Pros and cons of existing treatment modalities in osteoporosis: a comparison between tibolone, SERMs and estrogen (±progestogen) treatments

Abstract

Tibolone, selective estrogen receptor modulators (SERMs) like tamoxifen and raloxifene, and estrogen (±progestogen) treatments prevent bone loss in postmenopausal women. They exert their effects on bone via the estrogen receptor (ER) and the increase in bone mass is due to resorption inhibition. The effect of SERMs on bone mineral density is less than that with the other treatments, but the SERM raloxifene still has a positive effect on vertebral fractures. In contrast to tibolone and estrogens (±progestogen), SERMs do not treat climacteric complaints, whilst estrogen plus progestogen treatments cause a high incidence of bleeding.
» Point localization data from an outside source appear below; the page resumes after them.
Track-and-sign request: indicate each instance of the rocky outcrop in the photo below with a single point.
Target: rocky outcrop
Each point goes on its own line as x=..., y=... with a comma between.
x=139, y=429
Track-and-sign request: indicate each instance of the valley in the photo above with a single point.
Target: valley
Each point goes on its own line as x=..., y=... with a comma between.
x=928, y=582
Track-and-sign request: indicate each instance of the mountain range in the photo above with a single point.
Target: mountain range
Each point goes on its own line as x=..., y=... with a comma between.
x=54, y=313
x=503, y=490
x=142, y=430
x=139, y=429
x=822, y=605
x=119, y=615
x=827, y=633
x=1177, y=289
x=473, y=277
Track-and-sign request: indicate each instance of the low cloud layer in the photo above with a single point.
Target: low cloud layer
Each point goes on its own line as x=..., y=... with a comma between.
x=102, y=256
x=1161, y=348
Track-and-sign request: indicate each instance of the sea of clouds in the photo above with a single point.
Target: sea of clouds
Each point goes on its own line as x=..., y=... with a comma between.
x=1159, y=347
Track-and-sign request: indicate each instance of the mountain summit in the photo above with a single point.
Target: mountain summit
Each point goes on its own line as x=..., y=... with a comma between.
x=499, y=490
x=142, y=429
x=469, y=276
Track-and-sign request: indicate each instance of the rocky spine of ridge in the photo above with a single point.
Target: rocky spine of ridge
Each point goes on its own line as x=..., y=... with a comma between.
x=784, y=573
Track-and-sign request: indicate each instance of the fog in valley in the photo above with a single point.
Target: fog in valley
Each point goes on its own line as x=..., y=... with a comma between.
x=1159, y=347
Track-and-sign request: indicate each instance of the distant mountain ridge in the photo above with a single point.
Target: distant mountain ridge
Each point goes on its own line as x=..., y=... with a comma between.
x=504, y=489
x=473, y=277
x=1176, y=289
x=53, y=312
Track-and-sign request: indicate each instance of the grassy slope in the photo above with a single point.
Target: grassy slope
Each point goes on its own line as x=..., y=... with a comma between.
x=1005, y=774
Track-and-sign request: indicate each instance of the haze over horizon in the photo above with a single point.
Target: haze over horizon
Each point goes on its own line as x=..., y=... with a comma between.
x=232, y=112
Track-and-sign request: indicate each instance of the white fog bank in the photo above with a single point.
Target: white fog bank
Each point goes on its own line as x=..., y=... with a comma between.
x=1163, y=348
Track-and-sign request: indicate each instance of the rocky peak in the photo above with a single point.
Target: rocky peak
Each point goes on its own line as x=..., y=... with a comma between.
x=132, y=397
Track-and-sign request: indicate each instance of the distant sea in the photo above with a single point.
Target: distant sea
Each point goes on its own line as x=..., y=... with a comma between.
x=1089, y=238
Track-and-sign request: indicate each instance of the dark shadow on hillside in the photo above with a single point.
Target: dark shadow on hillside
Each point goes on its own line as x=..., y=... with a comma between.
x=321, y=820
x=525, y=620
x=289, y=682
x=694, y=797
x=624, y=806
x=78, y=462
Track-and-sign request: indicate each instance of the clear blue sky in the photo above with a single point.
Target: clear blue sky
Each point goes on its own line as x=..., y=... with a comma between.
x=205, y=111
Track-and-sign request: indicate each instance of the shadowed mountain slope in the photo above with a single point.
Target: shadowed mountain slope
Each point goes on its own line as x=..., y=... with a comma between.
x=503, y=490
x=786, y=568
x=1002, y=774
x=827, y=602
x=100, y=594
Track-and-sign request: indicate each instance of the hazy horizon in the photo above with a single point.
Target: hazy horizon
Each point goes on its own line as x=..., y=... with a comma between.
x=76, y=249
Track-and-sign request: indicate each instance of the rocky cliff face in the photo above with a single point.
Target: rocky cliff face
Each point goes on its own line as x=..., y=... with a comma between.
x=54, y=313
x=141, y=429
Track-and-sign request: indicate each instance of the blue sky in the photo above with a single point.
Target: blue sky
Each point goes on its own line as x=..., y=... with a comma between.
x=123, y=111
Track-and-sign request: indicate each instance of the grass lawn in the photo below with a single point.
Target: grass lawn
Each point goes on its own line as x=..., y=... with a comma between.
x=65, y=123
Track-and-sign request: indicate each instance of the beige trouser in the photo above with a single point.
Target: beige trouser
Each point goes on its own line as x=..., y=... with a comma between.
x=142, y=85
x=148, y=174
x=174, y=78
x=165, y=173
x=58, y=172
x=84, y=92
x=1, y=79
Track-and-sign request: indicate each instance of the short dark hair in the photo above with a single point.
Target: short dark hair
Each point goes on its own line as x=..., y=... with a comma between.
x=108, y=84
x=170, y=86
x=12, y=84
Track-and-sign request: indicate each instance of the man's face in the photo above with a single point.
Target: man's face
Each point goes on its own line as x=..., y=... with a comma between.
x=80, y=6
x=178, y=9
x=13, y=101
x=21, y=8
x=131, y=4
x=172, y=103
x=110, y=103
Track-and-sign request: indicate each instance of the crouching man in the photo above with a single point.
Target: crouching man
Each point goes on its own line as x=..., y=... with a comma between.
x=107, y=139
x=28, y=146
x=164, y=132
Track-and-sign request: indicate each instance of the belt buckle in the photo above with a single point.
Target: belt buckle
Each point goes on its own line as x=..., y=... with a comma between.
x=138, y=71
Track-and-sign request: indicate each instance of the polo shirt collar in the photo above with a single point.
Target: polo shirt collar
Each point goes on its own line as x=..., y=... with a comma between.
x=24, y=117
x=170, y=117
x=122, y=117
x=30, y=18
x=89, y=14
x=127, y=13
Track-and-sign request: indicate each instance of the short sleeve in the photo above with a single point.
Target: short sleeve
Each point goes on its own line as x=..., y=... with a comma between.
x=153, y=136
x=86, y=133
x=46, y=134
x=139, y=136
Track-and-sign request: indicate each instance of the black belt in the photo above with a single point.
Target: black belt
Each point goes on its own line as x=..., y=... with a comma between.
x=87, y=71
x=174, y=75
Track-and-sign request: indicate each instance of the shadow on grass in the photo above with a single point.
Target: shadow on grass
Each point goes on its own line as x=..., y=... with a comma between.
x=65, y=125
Estrogen plus progestogen combinations have compromising effects on the breast. Tibolone and SERMs do not stimulate the breast or endometrium. Unlike SERMs, tibolone does not posses antagonistic biological effects via the ER in these tissues. Estrogenic stimulation in these tissues is prevented by local metabolism and inhibition of steroid metabolizing enzymes by tibolone and its metabolites. SERMs and estrogen (±progestogen) treatments increase the risk of venous thromboembolism (VTE), whilst estrogen (±progestogen) combinations have unwanted effects on cardiovascular events. So far, no detrimental effects of tibolone have been observed with respect to VTE or cardiovascular events. The clinical profile of tibolone therefore has advantages over those of other treatment modalities. It is also clear that tibolone is a unique compound with a specific mode of action and that it belongs to a separate class of compounds that can best be described as selective, tissue estrogenic activity regulators (STEARs).